4. Procédure et dépôt de plainte
Pour engager des poursuites pour cyberstalking and cyberbullying, la victime peut déposer plainte auprès du commissariat, de la gendarmerie ou directement via la plateforme en ligne « Pharos ». Depuis 2025, la plainte en ligne est recevable pour ces infractions. Le procureur peut ouvrir une enquête préliminaire ou une information judiciaire. Les peines étant correctionnelles, la constitution de partie civile est possible devant le juge d’instruction.
5. Jurisprudence récente (2025-2026)
Plusieurs décisions marquent l’année 2026. Peine : 2 ans ferme. La Cour de cassation, le 2 mars 2026 (n° 25-84.321), a confirmé que le simple fait de créer un faux profil avec photos volées constitue un acte de cyberbullying, même sans commentaire insultant. Enfin, le tribunal correctionnel de Lyon (20 janvier 2026) a prononcé 4 ans d’emprisonnement pour cyberbullying ayant conduit une adolescente à une tentative de suicide.
6. Cyberharcèlement des mineurs : régime spécial
Les mineurs auteurs de cyberstalking and cyberbullying relèvent du Code de la justice pénale des mineurs. Depuis 2026, la mesure éducative est obligatoire même en cas de dispense de peine. Les sanctions vont du stage de sensibilisation (3 mois) à la peine d’emprisonnement avec sursis probatoire (pour les 16-18 ans). Les parents peuvent être condamnés civilement (art. 1242 du Code civil).
7. Responsabilité des plateformes et preuve numérique
La loi SREN (Sécuriser et Réguler l’Espace Numérique) du 21 mai 2024 impose aux plateformes de retirer tout contenu signalé comme cyberstalking or cyberbullying sous 48 heures, sous peine d’une amende pouvant atteindre 4 % du chiffre d’affaires mondial. En 2026, la CNIL peut également prononcer des sanctions. Côté preuve, l’article 427-1 du Code de procédure pénale admet les constats d’huissier numériques et les rapports d’expertise de l’ANSSI.
8. Stratégies de défense et recours
Pour le prévenu, la défense peut invoquer l’absence d’intention de nuire, la proportionnalité de la réponse, ou l’exception de vérité (si les faits sont avérés et d’intérêt général). Toutefois, la jurisprudence 2026 est sévère : la simple négligence ne suffit pas à écarter la mauvaise foi. Les recours possibles incluent l’appel, le pourvoi en cassation, et la demande de dispense de peine pour les primo-délinquants. La composition pénale (plaider-coupable) est également accessible.

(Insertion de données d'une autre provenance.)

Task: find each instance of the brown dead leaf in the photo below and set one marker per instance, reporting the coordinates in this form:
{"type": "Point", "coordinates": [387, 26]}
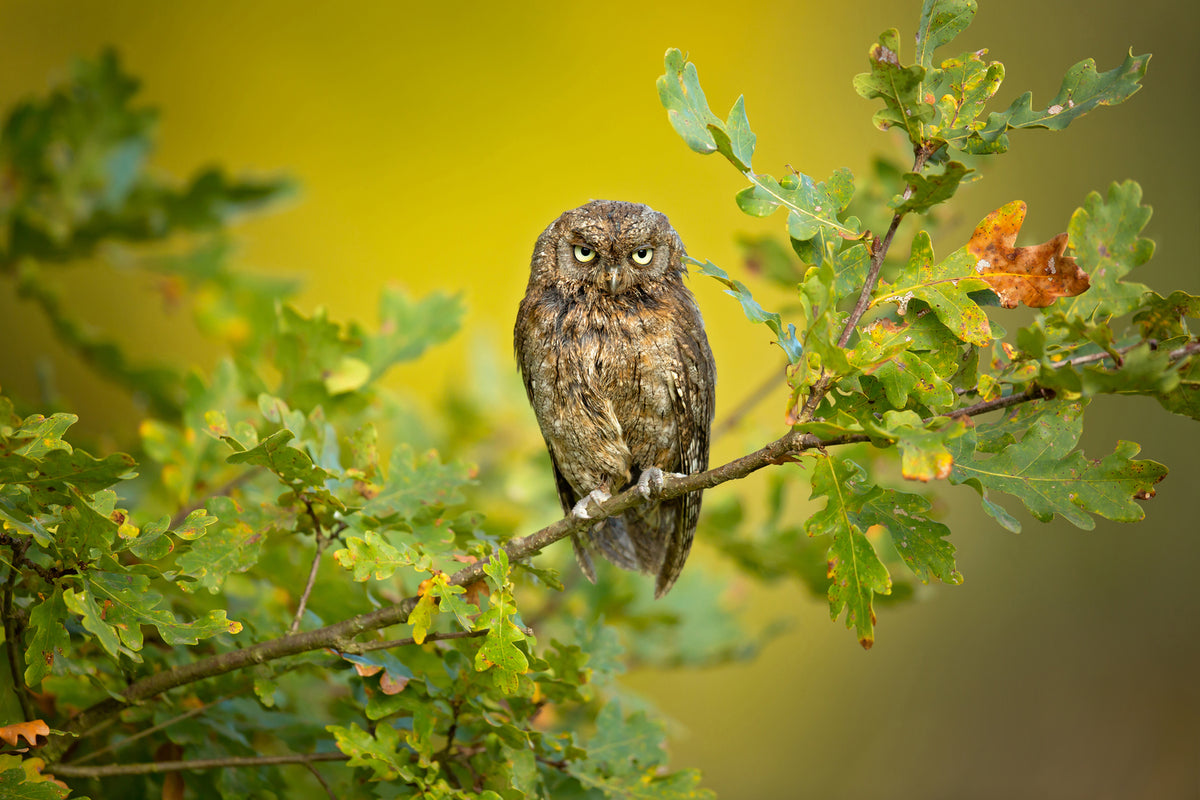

📜 Textes applicables (2026)
- Article 222-33-2-2 du Code pénal – Cyberstalking : peines de 1 à 10 ans selon circonstances (modifié par loi n°2026-123).
- Article 222-33-2-3 du Code pénal – Cyberbullying (harcèlement collectif) : 2 à 10 ans, avec circonstance aggravante pour deepfake.
- Article 222-16 du Code pénal – Appels malveillants et communications électroniques agressives (peines complémentaires).
- Article 434-47-1 du Code pénal – Obligation de conservation des données numériques par les FAI (décret 2025-789).
- Loi n°2024-449 du 21 mai 2024 (SREN) – Responsabilité des plateformes et retrait des contenus illicites.
- Code de la justice pénale des mineurs – Articles L. 131-35-1 et suivants (mesures éducatives pour mineurs cyberharceleurs).
- Directive (UE) 2019/713 – relative à la lutte contre la fraude et le harcèlement numérique (transposée en 2024).
✅ À retenir absolument
- Le cyberstalking and cyberbullying sont punis jusqu'à 10 ans de prison et 300 000 € d'amende en cas de conséquence grave.
- Les preuves numériques doivent être conservées et constatées rapidement.
- Les plateformes sont tenues de retirer les contenus sous 48h (loi SREN).
- Les mineurs sont soumis à des mesures éducatives obligatoires, mais leurs parents peuvent être civilement responsables.
- La jurisprudence 2026 aggrave les peines pour les deepfakes et le harcèlement en bande.
- Un avocat spécialisé est indispensable pour la plainte, la défense ou la négociation d’une composition pénale.